After reading the scans, I decided to try it with a simple cylindrical object.
After several attempts, I became convinced that I had a common problem - the point clouds from the right and left lasers did not match, and there was an issue with the proportions.

We couldn’t find anything useful on this matter other than trying to calibrate the webcam settings (they are not calibrated when the calibration wizard is running) (a guy named Jesus from BQ support has not answered questions for a long time). To do this, you need to take several pictures with different positions of the calibration table. I did. The situation has improved, but not completely.
I had to manually edit the calibration file (calibration.json in the Horus-a folder) and by trial and error, scanning a cylindrical object, to ensure that the clouds matched.
And everything seems to be ok:

But no - on complex objects, cloud fragments sometimes still do not match, and many “blind” zones are formed:

In addition, it is obvious that scanning bright red objects will be impossible, at least with standard lasers.

You can, of course, continue to experiment with scanning with separate lasers and attempts to combine all this in third-party software, and then try to bring it into a form viable for STL.
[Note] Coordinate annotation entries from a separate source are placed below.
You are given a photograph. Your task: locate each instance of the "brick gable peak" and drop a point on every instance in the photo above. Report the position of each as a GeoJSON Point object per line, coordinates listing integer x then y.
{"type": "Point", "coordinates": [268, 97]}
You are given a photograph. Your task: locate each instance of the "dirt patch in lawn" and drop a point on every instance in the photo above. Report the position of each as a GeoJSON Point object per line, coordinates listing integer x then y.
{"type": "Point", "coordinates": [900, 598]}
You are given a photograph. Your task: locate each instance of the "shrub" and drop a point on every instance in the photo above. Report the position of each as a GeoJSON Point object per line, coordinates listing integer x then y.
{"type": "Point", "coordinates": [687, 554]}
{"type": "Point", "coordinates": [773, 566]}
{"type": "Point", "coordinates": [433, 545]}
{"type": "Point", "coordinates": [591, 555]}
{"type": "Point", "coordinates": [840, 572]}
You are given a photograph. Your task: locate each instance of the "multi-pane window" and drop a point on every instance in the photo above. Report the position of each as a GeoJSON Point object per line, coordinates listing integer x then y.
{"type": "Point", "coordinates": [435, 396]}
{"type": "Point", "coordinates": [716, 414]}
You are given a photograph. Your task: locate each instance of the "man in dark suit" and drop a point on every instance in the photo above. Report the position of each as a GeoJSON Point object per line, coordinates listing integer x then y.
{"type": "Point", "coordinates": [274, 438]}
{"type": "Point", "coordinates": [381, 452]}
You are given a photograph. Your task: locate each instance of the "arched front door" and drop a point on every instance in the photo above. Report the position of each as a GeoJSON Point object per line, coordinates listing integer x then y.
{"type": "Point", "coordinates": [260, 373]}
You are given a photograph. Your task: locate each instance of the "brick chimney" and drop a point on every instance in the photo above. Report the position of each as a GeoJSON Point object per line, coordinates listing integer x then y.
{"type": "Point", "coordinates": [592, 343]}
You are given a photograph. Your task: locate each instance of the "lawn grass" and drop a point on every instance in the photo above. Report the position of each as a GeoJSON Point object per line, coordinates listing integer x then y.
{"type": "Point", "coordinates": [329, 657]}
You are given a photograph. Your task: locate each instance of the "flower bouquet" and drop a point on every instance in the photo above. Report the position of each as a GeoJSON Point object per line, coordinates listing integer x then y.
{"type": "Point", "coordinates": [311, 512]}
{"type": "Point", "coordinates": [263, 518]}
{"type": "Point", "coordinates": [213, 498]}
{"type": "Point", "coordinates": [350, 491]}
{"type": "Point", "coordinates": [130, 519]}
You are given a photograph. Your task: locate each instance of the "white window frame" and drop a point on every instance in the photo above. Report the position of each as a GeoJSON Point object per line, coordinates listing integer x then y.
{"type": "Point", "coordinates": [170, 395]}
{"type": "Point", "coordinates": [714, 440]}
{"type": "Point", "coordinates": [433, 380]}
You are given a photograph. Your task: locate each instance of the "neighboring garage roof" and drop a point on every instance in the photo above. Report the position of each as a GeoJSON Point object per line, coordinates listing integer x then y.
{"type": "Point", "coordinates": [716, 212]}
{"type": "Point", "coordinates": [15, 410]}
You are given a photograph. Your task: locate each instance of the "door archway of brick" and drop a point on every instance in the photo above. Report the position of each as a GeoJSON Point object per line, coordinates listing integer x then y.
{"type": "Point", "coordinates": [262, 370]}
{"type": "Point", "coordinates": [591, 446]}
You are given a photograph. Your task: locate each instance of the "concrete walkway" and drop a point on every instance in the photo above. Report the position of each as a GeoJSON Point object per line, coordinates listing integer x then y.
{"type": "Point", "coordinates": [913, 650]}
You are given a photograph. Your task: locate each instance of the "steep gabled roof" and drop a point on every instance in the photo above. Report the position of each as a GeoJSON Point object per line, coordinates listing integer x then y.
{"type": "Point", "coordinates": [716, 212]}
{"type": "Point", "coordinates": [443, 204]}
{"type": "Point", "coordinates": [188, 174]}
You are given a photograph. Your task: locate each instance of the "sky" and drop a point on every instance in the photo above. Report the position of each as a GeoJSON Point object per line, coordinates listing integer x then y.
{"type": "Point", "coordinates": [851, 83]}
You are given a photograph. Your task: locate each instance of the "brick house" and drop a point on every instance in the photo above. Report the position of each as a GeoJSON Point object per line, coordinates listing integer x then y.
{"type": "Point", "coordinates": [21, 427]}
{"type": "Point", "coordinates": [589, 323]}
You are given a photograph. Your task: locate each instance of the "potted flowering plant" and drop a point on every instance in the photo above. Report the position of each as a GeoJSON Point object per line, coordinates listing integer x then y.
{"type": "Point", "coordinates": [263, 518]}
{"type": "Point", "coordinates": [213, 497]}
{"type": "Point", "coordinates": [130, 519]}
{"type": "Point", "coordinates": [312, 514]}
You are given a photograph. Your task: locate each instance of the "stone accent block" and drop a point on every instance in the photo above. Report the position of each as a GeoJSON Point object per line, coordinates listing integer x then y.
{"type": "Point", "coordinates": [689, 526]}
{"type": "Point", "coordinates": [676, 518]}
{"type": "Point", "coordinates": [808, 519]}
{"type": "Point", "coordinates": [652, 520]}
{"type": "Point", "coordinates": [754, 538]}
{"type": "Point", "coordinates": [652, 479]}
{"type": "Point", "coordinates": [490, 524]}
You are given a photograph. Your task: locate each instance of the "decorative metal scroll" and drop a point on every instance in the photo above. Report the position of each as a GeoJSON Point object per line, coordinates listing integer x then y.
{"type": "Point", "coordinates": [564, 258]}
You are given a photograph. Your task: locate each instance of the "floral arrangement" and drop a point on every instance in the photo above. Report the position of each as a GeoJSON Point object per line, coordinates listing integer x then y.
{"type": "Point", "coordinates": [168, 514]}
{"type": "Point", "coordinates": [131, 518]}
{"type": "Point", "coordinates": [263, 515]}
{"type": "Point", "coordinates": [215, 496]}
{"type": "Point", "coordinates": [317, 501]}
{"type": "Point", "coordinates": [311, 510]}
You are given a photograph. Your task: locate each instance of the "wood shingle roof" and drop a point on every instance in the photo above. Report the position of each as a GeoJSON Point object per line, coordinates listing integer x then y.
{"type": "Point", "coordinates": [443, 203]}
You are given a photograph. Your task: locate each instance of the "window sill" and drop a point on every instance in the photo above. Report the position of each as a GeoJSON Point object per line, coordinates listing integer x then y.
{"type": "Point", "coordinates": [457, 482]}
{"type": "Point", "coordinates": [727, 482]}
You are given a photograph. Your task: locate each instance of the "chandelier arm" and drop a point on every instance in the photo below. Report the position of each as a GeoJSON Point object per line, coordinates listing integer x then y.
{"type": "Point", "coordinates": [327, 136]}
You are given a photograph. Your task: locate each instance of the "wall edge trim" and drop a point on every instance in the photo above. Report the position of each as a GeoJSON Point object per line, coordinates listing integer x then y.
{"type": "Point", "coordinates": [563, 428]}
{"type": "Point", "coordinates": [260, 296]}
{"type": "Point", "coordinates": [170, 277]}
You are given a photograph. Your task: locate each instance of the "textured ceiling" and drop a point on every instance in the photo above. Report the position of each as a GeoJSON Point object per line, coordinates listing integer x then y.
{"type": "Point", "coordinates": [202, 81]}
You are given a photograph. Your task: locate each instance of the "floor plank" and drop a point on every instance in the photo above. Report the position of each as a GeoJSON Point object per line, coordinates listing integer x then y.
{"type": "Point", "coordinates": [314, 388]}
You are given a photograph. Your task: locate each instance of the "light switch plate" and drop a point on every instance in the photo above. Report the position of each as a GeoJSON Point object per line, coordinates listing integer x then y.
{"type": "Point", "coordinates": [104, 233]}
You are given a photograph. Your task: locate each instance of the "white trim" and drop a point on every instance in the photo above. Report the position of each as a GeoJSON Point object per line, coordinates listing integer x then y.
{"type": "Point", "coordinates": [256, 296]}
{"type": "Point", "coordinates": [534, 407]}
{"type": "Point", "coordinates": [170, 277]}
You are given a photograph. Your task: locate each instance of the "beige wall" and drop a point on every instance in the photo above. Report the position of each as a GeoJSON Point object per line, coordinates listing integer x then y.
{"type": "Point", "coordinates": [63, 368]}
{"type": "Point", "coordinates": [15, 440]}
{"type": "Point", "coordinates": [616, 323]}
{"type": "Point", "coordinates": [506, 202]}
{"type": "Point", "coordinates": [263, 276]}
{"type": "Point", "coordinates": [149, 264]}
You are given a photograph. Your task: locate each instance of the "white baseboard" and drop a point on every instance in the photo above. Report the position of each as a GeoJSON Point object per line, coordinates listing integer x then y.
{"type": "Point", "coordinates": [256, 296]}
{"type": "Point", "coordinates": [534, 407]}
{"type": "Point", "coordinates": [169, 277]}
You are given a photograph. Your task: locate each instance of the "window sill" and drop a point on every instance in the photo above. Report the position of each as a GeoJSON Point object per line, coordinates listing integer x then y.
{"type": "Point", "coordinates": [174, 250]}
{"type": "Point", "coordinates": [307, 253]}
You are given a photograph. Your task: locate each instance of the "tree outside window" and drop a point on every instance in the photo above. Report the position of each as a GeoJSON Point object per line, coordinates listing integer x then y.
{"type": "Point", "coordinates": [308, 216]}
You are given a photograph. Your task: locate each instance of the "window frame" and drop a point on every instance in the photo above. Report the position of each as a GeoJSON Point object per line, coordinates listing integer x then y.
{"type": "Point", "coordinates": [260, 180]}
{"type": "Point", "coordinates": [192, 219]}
All this reminds me of one joke about ships in bottles.

How do you make boats in bottles?
-I put sand, silicate glue, sticks into the bottle and shake it.
It turns out all sorts of shit, and sometimes - boats.

In general, I realized that I am not an adherent of this kind of creativity, and I have a suspicion that it is easier to model objects from scratch that are within the power of a scanner.

And complex ones - the scanner cannot cope with complex ones in normal mode; two lasers are not enough for it - blind spots remain. To eliminate this problem, you need to scan in other positions and then again struggle with combining the clouds. No thanks.

As a result, the thing is only suitable for studying the basics of laser scanning, for anything more it is absolutely useless. No, of course, it’s possible to get something similar in outline to the original model, but that’s all (and this is taking into account all the tambourines with cloud processing). It’s not for nothing that the Spaniards abandoned this matter.
The store played it safe - the description honestly states that the result depends on the position of the planets and the mood of Aunt Sonya from the third floor. Open source and all that, let's dance together. No thanks.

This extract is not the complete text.